The solution doesn't state much better, it says:
"If you look at a function near a point where it crosses the axis, and
if the function has a non-zero slope there (so f'(c) =/= 0, where
=/= means "is not equal to"), then the graph will look like
\ /
/ \ /
------/----- , so g(x) = |f(x)| looks like ---------- ,
/
because taking the absolute value reflects or folds the part of the
graph below the x-axis up into the part above the axis. That
intuitively explains why f'(c) must = 0 in order for |f(x)| to be
differentiable at c. You should be able to see that, in that case,
the derivative of g at c, g'(c), should also be 0, so we expect L=0."
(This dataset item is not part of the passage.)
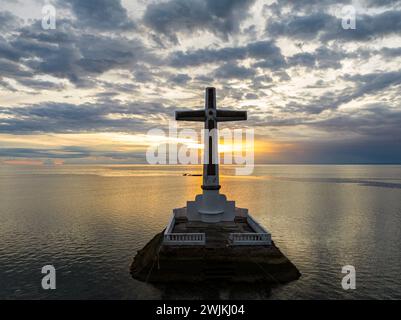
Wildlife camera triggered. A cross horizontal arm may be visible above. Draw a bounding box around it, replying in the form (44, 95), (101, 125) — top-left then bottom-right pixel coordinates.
(175, 110), (205, 122)
(216, 110), (247, 122)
And goes on by showing that positive derivative ought to mean that because of the definition of the derivative and that the 'folding' will flip the sign for one side of the limit.
I was trying to say the same thing..

I feel that I have used the same argument, but if you feel it is unclear or inaccurate.. Well, I can't blame you =)

Answer 12

Here attached is an explanation of what is going on
@ganeshie8 @pitamar @Loser66

Answer 13

@eliassaab That is a nice solution, but I still think that the argument is the same. One way or another they all say exactly the same thing =|

Answer 14

Agree 100% pitamar

Answer 15

I found out the other way to prove it.
suppose f'(c) =0 , \(f'(c) = lim_{h\rightarrow 0}\dfrac{f(c+h)-f(c)}{h}=0\)
that is for \(|x-c|<\delta\)
\(|\dfrac{f(c+h)-f(c)}{h}|<\varepsilon\)
but the left hand side
\(|\dfrac{f(c+h)|-|f(c)|}{h}\leq|\dfrac{f(c+h)-f(c)}{h}|<\varepsilon\)
the far left is lim of |f(x)| when x --> c, that shows that limit exists and hence |f(x)| differentiable.

Answer 16

Do not forget that f(c)=0 . You also need to prove the other direction.